Thursday, February 2, 2017


Back in my seminary days we had to take a course called Biblical Ministries. Seems obvious. If you are going to be a minister, you take a course on ministry. We learned about ministering to people, meeting them at their Spiritual, and sometimes physical, need. Throughout this course, which was very extensive, we only spent one day on funerals and dealing with people in grief and one day on weddings and dealing with people who had no idea what they were getting into. This didn’t strike me as odd at the time. I had been to a couple of funerals and I had been to my own wedding. (At least, I think so.
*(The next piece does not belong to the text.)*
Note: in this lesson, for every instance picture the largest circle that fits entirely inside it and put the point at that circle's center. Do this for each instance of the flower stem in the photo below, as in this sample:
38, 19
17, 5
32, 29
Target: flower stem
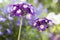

There was a baseball game that day. Cleveland at Minnesota. Minnesota won.) How hard could it be?

          I do believe that the Lord has a sense of humor. In 1988 I was pastoring in Warren, Ohio, a city of about 48,000 people. One of our folks passed away and I had the funeral at one of the larger funeral homes in town. As it happened, the minister who had been doing funerals for them for families that had no church had retired. A few days later the funeral home called me and asked me if I would do such a funeral for them. (In the funeral home industry, this is referred to as an unchurched funeral.) I said I would only if it was OK to do follow up. The funeral home agreed and I did the unchurched funeral. For the next seven years, I did at least forty funerals a year for them. When we moved to a church in Geneva, Ohio, a much smaller city on the shores of Lake Erie, I got into a similar situation, only with all three funeral homes in town. Again, thirty to forty funerals a year. I left our church there at the end of 2006 and went tom work for the biggest of those funeral homes, primarily at the beginning, as the person who did follow ups with the grieving families. This funeral home had two locations and I did most of the unchurched funerals for the next nine years. Around forty am year. So, from 1988 through the end of 2015, when I began the process to re-enter the pastorate full time, I did between thirty five and forty funerals a year. Being conservative, that would be just under a thousand funerals. One day of training at seminary. It was a great ministry though. I got to deal and witness to people I would never have been able to otherwise.

          Normally, there is nothing very humorous about a funeral. Sometimes something will happen, say a cell phone rings or a baby burps loudly, that brings some chuckle, but mostly it is a solemn time. But then there are other times.

          The funeral home in Warren called me one day to do a funeral for a woman who was in her 70s. The twist here was that there was a minister who was going to do the funeral, but he woke up on the day of the funeral sick with the flu. The service was in an hour, so it would have to be a rush job by me.

           I got to the funeral home and discovered that the lady had no family, only a long time companion who was in the viewing room with the deceased. No one else was there yet, so I went to talk to the man and get some idea about this woman so I could make the funeral personal.

          I found a bent, white haired man standing next to the casket, looking lovingly at the sweet little white haired lady inside. I stepped up to the man, introduced myself and told him I was sorry for his loss. Was there anything he could tell me about his dear friend that I could bring out in the funeral?

          "Well, Reverend, she was the best stripper I ever saw."

          Knowing I had not heard correctly, I asked him to repeat what he had just said. Looking at me with the kind of pitying look people reserve for those who cannot hear well, he repeated himself.

          "I SAID, SHE WAS THE BEST STRIPPER I EVER SAW."

          In the adjoining room there was another viewing going on at the same time. That room suddenly got very quiet.

          Now I am just shocked. “What?” I asked, not because I didn’t hear him but because I couldn’t believe him. His answer was even louder.

          "I SAID, SHE WAS THE BEST STRIPPER I EVER SAW."

          "Uh, well, I don't know if that would be appropriate for a funeral," I replied.

          Still very loudly because I was, apparently, deaf. "WHY NOT? IT WAS HER WHOLE LIFE. SHE ONLY GAVE IT UP A FEW YEARS AGO."

          That was all he could give me. I went to the funeral director's office, only to find him bent double in laughter because he could hear the man all the way down the hall. That was all the old man had given them, as well. It was a very difficult funeral.